By objective assessment of variant predictions, we provide insights into current state-of-the-art algorithms and platforms for genome sequencing analysis for rare disease diagnosis and explore areas for future optimization. Identification of diagnostic variants in unsolved families promotes synergy between researchers with clinical and computational expertise as a means of advancing the field of clinical genome interpretation.
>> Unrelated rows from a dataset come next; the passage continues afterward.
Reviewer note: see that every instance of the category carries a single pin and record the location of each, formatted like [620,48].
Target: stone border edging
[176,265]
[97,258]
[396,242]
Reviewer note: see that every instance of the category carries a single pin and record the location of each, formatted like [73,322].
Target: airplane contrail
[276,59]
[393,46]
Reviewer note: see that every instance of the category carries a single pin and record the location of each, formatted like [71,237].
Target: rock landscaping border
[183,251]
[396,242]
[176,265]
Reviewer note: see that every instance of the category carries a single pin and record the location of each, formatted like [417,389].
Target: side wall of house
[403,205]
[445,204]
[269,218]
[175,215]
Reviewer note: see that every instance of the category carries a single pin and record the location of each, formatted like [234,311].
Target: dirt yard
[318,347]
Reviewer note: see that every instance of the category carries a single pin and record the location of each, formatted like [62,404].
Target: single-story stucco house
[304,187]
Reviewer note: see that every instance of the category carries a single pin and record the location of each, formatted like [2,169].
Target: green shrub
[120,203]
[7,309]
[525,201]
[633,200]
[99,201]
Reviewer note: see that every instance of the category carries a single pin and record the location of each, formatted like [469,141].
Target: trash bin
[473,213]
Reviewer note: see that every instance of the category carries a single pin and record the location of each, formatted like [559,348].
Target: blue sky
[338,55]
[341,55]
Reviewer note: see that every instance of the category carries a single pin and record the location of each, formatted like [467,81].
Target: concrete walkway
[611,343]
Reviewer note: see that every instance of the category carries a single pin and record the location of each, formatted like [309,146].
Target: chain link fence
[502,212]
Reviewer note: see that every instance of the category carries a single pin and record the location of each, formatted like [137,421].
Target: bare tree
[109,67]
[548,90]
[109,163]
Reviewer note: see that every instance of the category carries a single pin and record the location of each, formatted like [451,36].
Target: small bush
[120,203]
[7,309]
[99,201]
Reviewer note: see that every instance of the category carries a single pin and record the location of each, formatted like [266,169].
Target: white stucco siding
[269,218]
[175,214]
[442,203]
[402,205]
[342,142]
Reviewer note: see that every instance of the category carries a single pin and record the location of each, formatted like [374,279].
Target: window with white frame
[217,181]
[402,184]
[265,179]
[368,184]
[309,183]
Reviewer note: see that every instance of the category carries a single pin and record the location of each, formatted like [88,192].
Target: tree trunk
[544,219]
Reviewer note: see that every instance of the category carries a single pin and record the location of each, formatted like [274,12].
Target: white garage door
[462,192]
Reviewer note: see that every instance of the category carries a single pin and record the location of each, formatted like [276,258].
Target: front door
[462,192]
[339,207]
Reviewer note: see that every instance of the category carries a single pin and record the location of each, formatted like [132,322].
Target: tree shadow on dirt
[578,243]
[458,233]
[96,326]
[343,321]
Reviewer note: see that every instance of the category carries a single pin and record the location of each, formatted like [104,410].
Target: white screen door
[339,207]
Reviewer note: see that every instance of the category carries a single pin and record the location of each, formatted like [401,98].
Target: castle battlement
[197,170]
罕见病家庭面临的一个主要障碍是获得基因诊断。平均“诊断之旅”持续超过五年,且仅不到50%的家庭能确定致病变异。罕见基因组计划(RGP)是一项直接面向参与者的研究,旨在探讨基因组测序(GS)在诊断和基因发现方面的效用。研究征得家庭同意,让研究人员共享序列和表型数据,从而促成了基因组解读关键评估(CAGI)社区挑战赛,使变异优先级排序模型在真实临床诊断环境中进行直接较量。
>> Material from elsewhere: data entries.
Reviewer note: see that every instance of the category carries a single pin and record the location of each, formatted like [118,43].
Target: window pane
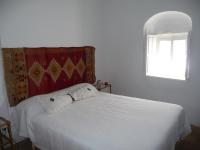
[179,58]
[167,56]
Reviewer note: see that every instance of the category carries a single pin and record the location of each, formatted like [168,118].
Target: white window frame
[168,37]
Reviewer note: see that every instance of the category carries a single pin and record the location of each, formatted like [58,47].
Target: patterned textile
[33,71]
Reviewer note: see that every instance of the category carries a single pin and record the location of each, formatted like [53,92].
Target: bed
[92,120]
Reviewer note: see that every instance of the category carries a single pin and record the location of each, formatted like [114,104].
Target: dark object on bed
[34,71]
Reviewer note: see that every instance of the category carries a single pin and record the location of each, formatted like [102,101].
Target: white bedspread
[106,122]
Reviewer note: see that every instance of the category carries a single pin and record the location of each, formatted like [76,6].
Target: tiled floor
[192,142]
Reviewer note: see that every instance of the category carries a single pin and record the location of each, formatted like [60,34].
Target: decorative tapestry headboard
[33,71]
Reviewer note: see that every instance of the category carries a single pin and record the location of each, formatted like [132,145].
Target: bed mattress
[105,122]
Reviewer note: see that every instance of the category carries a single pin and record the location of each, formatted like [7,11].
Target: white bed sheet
[106,122]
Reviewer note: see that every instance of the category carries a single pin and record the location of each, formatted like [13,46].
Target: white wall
[125,56]
[37,23]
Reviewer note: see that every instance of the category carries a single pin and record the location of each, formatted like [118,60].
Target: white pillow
[53,104]
[82,91]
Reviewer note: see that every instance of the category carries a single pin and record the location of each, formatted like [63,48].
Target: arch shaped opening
[167,37]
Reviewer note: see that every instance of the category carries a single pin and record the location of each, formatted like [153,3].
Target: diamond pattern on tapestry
[36,73]
[69,67]
[80,67]
[54,70]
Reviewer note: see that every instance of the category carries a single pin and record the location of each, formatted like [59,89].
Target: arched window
[167,37]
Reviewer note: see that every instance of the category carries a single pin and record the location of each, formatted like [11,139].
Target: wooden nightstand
[103,87]
[5,134]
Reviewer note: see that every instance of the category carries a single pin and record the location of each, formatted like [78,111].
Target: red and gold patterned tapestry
[34,71]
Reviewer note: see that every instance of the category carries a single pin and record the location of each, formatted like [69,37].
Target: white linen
[106,122]
[54,104]
[83,91]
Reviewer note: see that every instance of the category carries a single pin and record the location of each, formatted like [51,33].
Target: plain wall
[125,54]
[49,23]
[115,28]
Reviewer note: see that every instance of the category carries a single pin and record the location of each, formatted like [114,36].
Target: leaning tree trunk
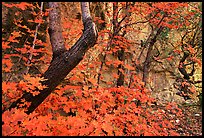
[63,61]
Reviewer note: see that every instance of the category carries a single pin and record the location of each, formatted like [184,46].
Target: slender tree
[63,60]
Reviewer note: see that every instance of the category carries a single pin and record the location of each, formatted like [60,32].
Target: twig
[33,46]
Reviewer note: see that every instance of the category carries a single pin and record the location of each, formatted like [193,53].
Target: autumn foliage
[80,105]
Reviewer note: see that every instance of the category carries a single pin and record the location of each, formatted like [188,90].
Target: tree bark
[63,61]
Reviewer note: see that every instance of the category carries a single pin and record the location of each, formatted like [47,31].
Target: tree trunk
[63,60]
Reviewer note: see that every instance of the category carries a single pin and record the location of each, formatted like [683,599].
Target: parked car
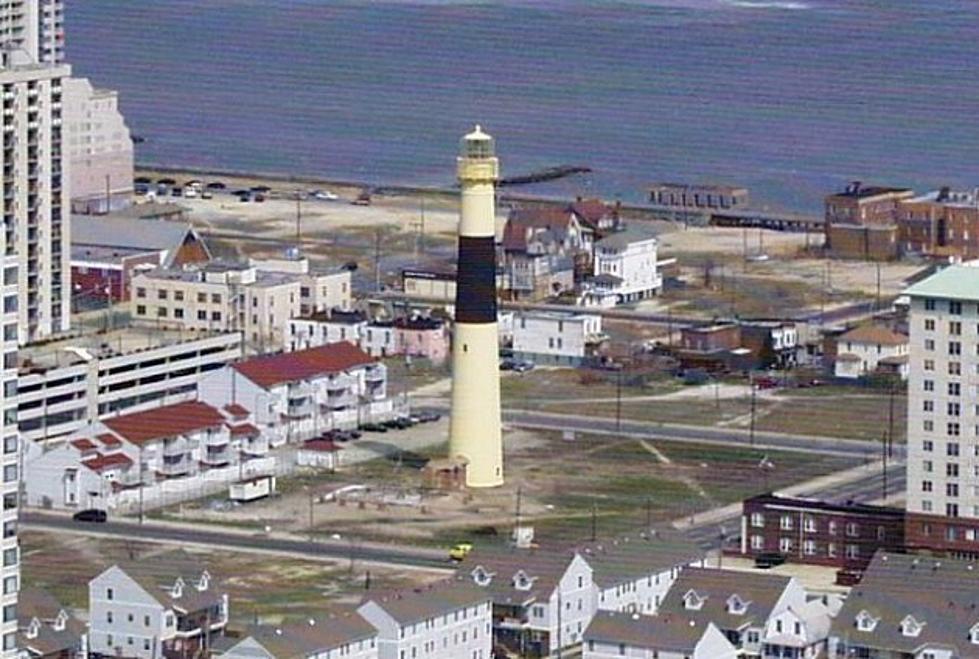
[90,515]
[459,551]
[769,560]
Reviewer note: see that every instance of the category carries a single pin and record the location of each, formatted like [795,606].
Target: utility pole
[877,305]
[618,399]
[890,423]
[299,223]
[883,453]
[377,261]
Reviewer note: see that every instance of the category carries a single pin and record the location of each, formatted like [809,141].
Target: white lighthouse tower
[474,426]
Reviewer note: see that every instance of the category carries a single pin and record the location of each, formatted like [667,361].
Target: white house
[449,619]
[626,268]
[548,337]
[870,349]
[909,605]
[614,634]
[168,606]
[334,637]
[299,395]
[743,605]
[633,574]
[174,448]
[545,598]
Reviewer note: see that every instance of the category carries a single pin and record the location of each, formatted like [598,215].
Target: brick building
[843,535]
[942,223]
[861,221]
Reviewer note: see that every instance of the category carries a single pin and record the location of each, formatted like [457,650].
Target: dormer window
[481,576]
[521,581]
[866,622]
[911,627]
[692,601]
[736,605]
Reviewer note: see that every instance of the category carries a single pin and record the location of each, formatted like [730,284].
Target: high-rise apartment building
[51,31]
[35,186]
[9,459]
[943,415]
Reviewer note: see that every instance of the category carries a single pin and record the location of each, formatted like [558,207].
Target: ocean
[790,98]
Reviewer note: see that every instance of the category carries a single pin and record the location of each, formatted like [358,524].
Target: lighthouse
[474,426]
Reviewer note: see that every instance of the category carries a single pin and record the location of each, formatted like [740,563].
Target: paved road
[256,542]
[864,490]
[856,449]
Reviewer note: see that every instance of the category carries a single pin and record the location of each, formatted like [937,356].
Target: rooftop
[956,282]
[857,190]
[669,632]
[166,421]
[311,637]
[412,606]
[83,347]
[940,595]
[874,335]
[634,232]
[270,370]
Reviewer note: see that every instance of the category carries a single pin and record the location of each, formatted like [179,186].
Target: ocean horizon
[789,98]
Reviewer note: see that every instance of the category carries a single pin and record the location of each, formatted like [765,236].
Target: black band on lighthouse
[476,280]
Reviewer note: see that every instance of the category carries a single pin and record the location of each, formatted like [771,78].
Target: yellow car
[460,551]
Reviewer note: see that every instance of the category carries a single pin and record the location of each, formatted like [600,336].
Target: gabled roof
[83,444]
[102,462]
[761,591]
[158,575]
[108,439]
[592,211]
[543,567]
[236,409]
[629,558]
[941,594]
[664,633]
[874,335]
[130,234]
[166,421]
[270,370]
[311,637]
[412,606]
[544,223]
[956,282]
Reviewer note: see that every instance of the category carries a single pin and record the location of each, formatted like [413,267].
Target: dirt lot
[258,587]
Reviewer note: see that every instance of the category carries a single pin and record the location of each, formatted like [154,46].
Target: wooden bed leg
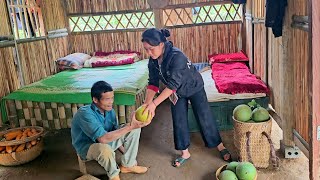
[82,165]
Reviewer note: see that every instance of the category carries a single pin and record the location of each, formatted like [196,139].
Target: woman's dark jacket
[177,72]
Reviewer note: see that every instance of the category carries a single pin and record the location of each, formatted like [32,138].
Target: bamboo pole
[62,115]
[286,83]
[55,115]
[68,114]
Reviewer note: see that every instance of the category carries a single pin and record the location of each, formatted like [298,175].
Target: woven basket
[253,143]
[222,168]
[17,158]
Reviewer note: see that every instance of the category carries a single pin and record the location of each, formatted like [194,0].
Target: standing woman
[183,83]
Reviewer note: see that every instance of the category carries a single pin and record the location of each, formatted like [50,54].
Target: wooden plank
[314,36]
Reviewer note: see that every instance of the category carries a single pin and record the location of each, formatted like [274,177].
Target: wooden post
[248,39]
[314,64]
[286,82]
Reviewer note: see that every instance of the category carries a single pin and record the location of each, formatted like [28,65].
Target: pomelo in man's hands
[140,116]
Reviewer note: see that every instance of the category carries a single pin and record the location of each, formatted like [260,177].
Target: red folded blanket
[235,77]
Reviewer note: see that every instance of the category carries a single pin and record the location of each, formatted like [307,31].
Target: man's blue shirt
[88,125]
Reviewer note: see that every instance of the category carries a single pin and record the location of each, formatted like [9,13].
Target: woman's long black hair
[155,36]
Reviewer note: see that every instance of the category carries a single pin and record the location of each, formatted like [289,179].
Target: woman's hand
[151,108]
[134,124]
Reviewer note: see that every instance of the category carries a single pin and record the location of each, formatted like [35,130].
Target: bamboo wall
[200,41]
[54,13]
[34,61]
[268,56]
[91,6]
[204,40]
[36,58]
[5,29]
[173,2]
[90,43]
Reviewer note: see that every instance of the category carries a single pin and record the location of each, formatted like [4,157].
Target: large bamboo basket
[18,158]
[22,157]
[253,143]
[222,168]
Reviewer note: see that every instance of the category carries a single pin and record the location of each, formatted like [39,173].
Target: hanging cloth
[275,10]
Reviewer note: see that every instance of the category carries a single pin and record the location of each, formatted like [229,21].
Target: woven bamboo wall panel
[54,14]
[34,61]
[196,42]
[5,28]
[9,81]
[298,55]
[57,47]
[89,43]
[200,41]
[173,2]
[301,87]
[119,41]
[92,6]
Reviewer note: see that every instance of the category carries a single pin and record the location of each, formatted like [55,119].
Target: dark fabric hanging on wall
[239,1]
[275,10]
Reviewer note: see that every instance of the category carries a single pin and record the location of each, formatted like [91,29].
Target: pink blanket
[235,77]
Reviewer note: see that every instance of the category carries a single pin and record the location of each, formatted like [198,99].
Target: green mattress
[73,86]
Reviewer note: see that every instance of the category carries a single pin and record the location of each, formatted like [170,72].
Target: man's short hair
[100,87]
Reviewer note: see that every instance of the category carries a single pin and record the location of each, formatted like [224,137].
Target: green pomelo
[246,171]
[260,114]
[242,113]
[227,175]
[232,166]
[140,116]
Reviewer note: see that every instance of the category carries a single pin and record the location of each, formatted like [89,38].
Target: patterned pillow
[102,59]
[228,57]
[73,61]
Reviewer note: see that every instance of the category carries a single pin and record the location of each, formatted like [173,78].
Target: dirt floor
[59,160]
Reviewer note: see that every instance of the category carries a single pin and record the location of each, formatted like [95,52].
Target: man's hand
[138,124]
[151,108]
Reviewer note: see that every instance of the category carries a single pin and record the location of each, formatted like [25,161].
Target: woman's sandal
[225,152]
[180,160]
向预测者提供了来自175名RGP个体(65个家庭)GS的表型术语和变异调用数据集,其中包括35个已解决的训练集家庭(已明确致病变异)以及30个测试集家庭(14个已解决,16个未解决)。挑战赛要求各团队尽可能多地识别测试集家庭中的致病变异。提交的变异预测排名需附带因果关系估计概率(EPCR)值。模型性能由两个指标确定,一个是基于真阳性致病变异排名位置的加权分数,另一个是基于EPCR阈值的致病变异精度和召回率的最大F值。
16个团队提交了来自52个模型的预测结果,有些模型还纳入了人工审核。表现最佳的团队通过优先考虑罕见、预测为有害、正确分离且与报告表型一致的高质量变异调用,在14个已解决家庭中的多达13个家庭中识别出致病变异。在未解决的家庭中,经确认性RNA测序后,两个家庭发现了新的诊断变异,并且两个优先级较高的新型疾病基因候选物被录入匹配者交换平台。在一个例子中,RNA测序显示,在一名与天冬酰胺合成酶缺乏症表型重叠的未解决先证者中,由于在 中一个内含子深处的插入缺失导致异常剪接,该插入缺失与一个移码变异一起被识别出来。
通过对变异预测的客观评估,我们深入了解了当前用于罕见病诊断的基因组测序分析的先进算法和平台,并探索了未来优化的领域。在未解决的家庭中识别诊断变异促进了具有临床和计算专业知识的研究人员之间的协同合作,以此推动临床基因组解读领域的发展。